Building a product platform at NerdWallet – Part 1

July 17, 2018

Introduction

NerdWallet’s mission is to provide clarity for all of life’s financial decisions. This means we have reams of content and tens of thousands of financial product recommendations across verticals as diverse as auto loans, credit cards, mortgages and savings accounts. Keeping this information consistent, compliant and up-to-date across our entire product offering is a core business need.

Previously, each of our vertical teams managed their product data themselves – each vertical’s data had its own shape, complexity, scale, and data management practices. For example:

  • Our Personal Loans team managed data via a spreadsheet administered by their product manager which was subsequently ingested into JSON files. Some more complex (and long-lived) data was checked into their codebase along with these JSON files.
  • Our Credit Cards team required rigorous auditing and change tracking workflows for compliance reasons. They had a rich admin interface, highly normalized data, and some pretty funky reward calculations.
  • Our Banking team had a legacy system that hadn’t aged well. They had 300,000 rows of frequently changing offers that flowed into a ad-hoc database without integrity checks and change tracking.

While this approach let each team scale independently in the beginning, some downsides soon became apparent:

  • Different engineers were spending time solving the same table-stakes problems and were not helping our users solve theirs. This resulted in significant inefficiencies.
  • Different systems had different workflows and data APIs; this made it difficult for product managers and engineers to move across teams to pinch-hit and collaborate.
  • As our product evolved, we realized that our users didn’t interact with each vertical individually. For them, each financial product was one thread in an incredibly complex tapestry that connected them to their financial goals.

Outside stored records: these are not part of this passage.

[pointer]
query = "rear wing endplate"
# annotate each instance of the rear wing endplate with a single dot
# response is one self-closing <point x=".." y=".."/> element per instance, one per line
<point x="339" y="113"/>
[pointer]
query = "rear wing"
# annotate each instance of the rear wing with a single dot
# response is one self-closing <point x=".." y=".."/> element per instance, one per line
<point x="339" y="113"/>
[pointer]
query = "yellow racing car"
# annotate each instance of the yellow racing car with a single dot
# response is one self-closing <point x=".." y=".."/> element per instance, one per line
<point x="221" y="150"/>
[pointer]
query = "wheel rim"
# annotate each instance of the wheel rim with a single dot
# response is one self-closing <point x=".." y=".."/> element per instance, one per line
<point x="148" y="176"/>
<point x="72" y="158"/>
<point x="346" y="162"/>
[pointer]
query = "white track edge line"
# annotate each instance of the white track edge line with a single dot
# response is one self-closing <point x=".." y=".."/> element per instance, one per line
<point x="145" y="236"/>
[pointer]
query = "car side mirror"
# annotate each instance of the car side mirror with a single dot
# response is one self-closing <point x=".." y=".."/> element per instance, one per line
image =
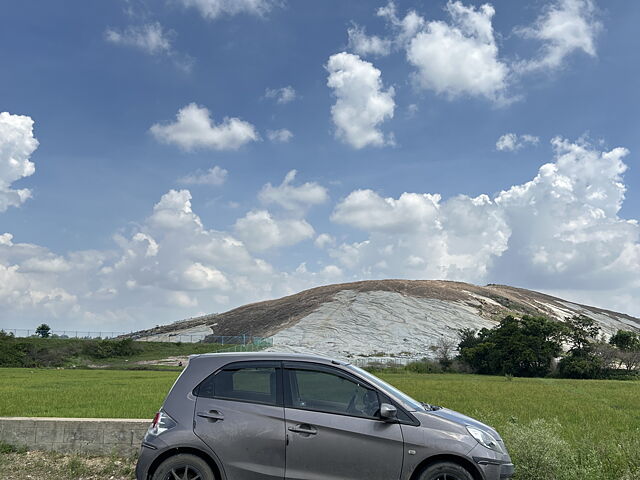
<point x="388" y="412"/>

Determined that there was a better way, a small group of Nerds were banded together in July 2017 and tasked to with building the first* Product Platform at Nerdwallet. This is the story of how we did that and our learnings along the way.

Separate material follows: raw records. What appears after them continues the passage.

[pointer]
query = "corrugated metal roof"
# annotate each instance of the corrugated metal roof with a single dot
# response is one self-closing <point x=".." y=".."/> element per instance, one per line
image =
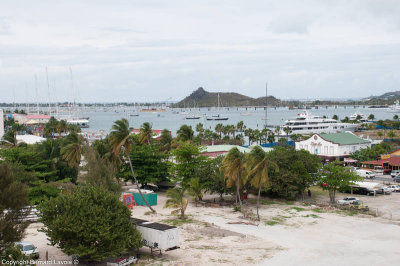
<point x="343" y="138"/>
<point x="226" y="148"/>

*Except, we weren’t really the first. There were at least two attempts to do this before, and maybe a future blog post will try and figure out why this time it worked.

Product Platform @ NerdWallet

The Product Platform team exists to help the vertical engineering teams focus on solving our users’ problems delightfully and quickly. We do this by working with and across different vertical teams to identify both commonalities and differences in how they model product data; we then provide a platform that does three things in a reliable manner:

  • Ingests and store vertical data with strong guarantees
  • Help Nerds admin data with access control, permissions, and change tracking
  • Provide a consistent and powerful Search API that lets them access inventory data fast

Objectives

Making the right architecture and design decisions is often more a function of context than absolute truth. To that end, we’ll re-state what we were solving for more formally with some objectives and key results for our platform:

  • One Search API across all financial products
    • Engineers learn one API and use it across multiple verticals with predictable results
  • Quick and fearless data management
    • Product managers easily modify inventory data and push it to production without any help from engineers
    • Legal and compliance teams can easily track changes and audit data on the platform
  • Automatic ETL (extract, transform, load) to ingest inventory data across verticals

While we will try and focus on the Search API in this post, it’s important to note these other objectives since they play into how we look at the entire system.

Designing the Search API

We set out with the above goals and came up with the following architectural requirements:

  • We wanted to support loose schema defined by the verticals themselves; this would help them iterate fast without our team being a bottleneck
  • We wanted to support simple querying by any field out of the box; this again would help verticals iterate faster without having to define indexes before they could search by a field
  • We wanted to maintain some notion of hierarchical relationships between classes of records. However, we wanted the API to expose properties of a parent as first-class properties of the child. That is, consider the following toy inventory with just two records:
    [
      {"id": 1234, "name": "Platinum Card", "institution": {"id": 1111, "name": "Foo Bank"}},
      {"id": 1357, "name": "Gold Card", "institution": {"id": 2222, "name": "Bar Credit Union"}},
    ]
    

    While it is obvious that we should be able to query based on the record name or record id, what is maybe less obvious is that we should also be able to query on all records related to Foo Bank.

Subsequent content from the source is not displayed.